Lors de sa résidence depuis octobre 2022 à Chambord, Emmanuel Adely a poursuivi l’écriture d’une série d’une dizaine de contes, directement issus de ceux des frères Grimm, mais propulsés dans un monde contemporain acerbe et tranchant, contes dont les notions intemporelles de désir, de peur, d’orgueil, de convoitise ou d’accomplissement sont mises en perspective par des préoccupations et des faits contemporains. Ce projet donnera lieu à un concert avec l’ensemble Cairn, le 11 juillet prochain, dans le cadre du 12ème Festival de Chambord. En avant-première, Emmanuel Adely a lu notamment l’un de ceux qu’il a écrits lors de sa résidence au château, ainsi que son dernier livre, et sic in infinitum, un texte inspiré par le Portrait d’Alof de Wignacourt du Caravage.

Quoi de plus rafraîchissant que quelques contes et un tableau revisités par la prose piquante d’un des plus singuliers auteurs d’aujourd’hui pour bien commencer l’année ?…

Auteur d’une douzaine de livres publiés dans différentes maisons d’édition, Emmanuel Adely travaille des formes diverses (romans, nouvelles, pièces radiophoniques, mais aussi films et vidéos ou lectures performatives) au sein desquelles la subjectivité du narrateur constitue bien souvent le motif principal du texte. Selon les mots de l’écrivain, “l’écriture est une façon de comprendre l’autre, de dire l’autre, d’être l’autre (un moment – tout le temps). Parce que la vie ne suffit pas”.  Explorant les affres de la passion (Agar-Agar, Jeanne, Jeanne, Jeanne et Mon Amour), ou encore se plaçant littéralement dans la tête d’un des membres du commando destiné à assassiner Ben Laden (La Très Bouleversante Confession de l’homme qui a abattu le plus grand fils de pute que la terre ait porté), Adely explore le rapport entre réel et fiction dans une écriture du « flux », souvent libérée d’une seule traite et selon une spontanéité qui mime celle de la parole. Ses textes interrogent ainsi les rapports et les écarts qu’entretiennent l’expression orale et l’expression écrite, la possibilité « d’écrire comme on parle et de lire comme on dit ».

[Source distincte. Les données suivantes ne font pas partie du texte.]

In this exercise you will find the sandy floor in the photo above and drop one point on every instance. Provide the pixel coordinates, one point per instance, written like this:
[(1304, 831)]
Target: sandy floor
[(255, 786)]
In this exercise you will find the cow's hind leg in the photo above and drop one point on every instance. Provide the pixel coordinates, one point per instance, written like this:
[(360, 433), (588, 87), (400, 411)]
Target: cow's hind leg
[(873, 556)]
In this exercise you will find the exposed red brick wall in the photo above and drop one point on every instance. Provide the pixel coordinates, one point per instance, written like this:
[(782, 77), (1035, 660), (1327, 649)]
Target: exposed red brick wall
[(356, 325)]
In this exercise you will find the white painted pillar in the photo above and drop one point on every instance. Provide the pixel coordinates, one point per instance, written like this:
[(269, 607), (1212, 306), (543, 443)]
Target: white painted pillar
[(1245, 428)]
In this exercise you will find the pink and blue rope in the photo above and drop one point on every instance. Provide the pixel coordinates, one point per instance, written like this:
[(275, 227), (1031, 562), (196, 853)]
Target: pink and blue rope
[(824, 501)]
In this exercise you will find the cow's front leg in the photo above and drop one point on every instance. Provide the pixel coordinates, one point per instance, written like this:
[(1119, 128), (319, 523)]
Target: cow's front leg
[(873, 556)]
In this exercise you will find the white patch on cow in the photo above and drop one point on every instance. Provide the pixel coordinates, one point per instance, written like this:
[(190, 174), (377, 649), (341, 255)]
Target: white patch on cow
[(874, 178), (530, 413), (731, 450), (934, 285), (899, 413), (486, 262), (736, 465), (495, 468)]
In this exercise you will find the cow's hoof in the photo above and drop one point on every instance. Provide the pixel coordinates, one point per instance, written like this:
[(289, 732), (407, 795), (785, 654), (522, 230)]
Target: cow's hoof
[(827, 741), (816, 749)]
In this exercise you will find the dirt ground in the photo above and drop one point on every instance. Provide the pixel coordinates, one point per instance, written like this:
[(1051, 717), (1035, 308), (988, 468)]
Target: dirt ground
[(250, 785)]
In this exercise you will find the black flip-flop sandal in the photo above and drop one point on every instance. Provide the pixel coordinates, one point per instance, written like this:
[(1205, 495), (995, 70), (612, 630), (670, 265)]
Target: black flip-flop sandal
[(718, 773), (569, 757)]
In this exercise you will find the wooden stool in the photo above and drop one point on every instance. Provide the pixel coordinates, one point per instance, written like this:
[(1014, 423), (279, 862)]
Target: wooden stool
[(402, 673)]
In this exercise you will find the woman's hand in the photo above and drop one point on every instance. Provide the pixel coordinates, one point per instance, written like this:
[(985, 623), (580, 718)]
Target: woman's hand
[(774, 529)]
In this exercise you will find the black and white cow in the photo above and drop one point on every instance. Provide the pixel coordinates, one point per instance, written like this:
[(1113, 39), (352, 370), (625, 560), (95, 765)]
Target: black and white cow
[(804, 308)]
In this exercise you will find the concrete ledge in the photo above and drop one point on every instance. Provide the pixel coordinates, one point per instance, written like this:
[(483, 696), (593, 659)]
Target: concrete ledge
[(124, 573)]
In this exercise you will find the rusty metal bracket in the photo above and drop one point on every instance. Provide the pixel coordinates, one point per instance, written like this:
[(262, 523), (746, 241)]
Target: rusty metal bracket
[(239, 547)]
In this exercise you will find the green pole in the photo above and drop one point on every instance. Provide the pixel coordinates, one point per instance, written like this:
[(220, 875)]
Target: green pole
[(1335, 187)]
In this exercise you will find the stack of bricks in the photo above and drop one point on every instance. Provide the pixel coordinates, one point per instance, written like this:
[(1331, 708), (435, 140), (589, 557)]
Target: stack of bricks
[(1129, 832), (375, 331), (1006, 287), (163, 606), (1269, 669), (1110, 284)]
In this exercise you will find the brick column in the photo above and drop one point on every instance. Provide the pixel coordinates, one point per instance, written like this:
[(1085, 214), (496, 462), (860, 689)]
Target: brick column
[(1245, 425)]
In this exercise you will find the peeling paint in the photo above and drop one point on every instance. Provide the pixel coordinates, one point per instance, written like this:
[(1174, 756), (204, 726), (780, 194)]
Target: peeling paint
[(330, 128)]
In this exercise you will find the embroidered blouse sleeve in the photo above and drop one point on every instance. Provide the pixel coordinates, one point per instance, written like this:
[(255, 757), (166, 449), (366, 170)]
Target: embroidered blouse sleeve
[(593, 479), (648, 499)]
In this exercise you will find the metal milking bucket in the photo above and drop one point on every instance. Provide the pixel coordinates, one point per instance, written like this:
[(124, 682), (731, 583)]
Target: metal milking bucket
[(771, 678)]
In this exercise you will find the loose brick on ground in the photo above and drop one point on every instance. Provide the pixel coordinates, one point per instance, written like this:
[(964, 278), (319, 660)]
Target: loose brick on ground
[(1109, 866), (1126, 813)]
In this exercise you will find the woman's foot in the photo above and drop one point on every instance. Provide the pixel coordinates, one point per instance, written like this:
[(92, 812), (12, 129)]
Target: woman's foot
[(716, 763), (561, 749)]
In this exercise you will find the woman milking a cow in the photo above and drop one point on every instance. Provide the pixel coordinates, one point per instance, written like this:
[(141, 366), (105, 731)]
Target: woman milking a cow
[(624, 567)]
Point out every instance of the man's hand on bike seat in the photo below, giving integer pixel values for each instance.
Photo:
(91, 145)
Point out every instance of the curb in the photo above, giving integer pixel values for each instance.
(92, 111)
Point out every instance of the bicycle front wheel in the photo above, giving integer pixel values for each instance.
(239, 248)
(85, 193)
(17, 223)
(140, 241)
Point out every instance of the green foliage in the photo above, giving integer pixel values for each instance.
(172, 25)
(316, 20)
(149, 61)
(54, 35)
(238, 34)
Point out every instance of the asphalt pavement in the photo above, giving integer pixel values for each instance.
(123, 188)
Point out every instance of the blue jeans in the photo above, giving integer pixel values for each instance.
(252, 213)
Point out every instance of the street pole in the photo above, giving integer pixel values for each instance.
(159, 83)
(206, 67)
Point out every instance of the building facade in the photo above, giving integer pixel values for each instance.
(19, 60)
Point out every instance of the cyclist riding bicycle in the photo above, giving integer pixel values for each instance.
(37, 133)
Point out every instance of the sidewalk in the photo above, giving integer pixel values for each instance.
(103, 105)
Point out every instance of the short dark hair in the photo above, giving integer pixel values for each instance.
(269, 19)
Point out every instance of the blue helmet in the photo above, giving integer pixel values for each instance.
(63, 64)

Cette Très bouleversante Confession, particulièrement remarquée à sa parution, renforce la dimension politique et sociale de l’œuvre dont Je Paie (2016) exhibe crûment la présence. Néanmoins, la langue demeure le lieu essentiel qui informe toute la visée critique de son travail de sorte que, comme l’écrit La Nouvelle Quinzaine littéraire, ses livres ne sont « ni brûlots, ni pamphlets, (mais) des œuvres littéraires puissantes qui ne réduisent pas le dehors à un discours mais cherchent au contraire à réintroduire du mouvement et une complexité dans les images qu’elles nous proposent.”